My brother David and I were pretty strongly encouraged from a young age. Not so much the girls. When I was about 4 I'd go out to the site and follow Dad round with gumboots on and he'd explain what was going on. My father had a lot of energy and vision - he was an exciting person to be around, and from the beginning taught us that you had to earn your place in life.
2. Did you have to battle the perception your position had been handed to you?
It came up now and then, but you've just got to trust in yourself. I went out on my own path and brought my own skills to the business. I did chemical engineering in Australia, got an MBA in New Hampshire. I had a really good career in corporate finance at Merrill Lynch, originating debt programmes for companies accessing US capital markets. If you're a rugby player, you want to play for the All Blacks, so to go and work on Wall Street in the most competitive, progressive environment of its kind is a fantastic testing ground.
3. Why did you come home?
Finance is great but at the end of the day you're facilitating transactions as opposed to creating something. It was a really intense time for us as a family. My father got caught in the 1987 sharemarket crash and had to work his way out of it. It meant we had to sell our interest in McConnell Dowell and we started up our own business, McConnell Group. Dad passed away not long after that. It was just such a treat to have that close working relationship. We were great mates.
4. Your family bought back into Hawkins, eventually gaining control. How?

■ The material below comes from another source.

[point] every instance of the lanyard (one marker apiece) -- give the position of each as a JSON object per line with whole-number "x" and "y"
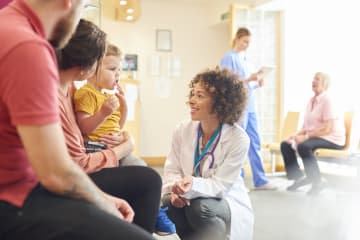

Just doing business - looking at opportunities, putting together people and seeing how we could make it work. Vietnam was just opening up. Richard Prebble came on board. We were involved in construction, transportation and logistics. That came to a stop with the Asian Crisis in the late-90s.
5. When have you been down and how did you recover?
We had a business in Melbourne that I had to close down - there was no one else that could. I felt a strong sense of responsibility for the people in the business and for our family. That was very hard. At the time I felt that it was a difficult and personal failure.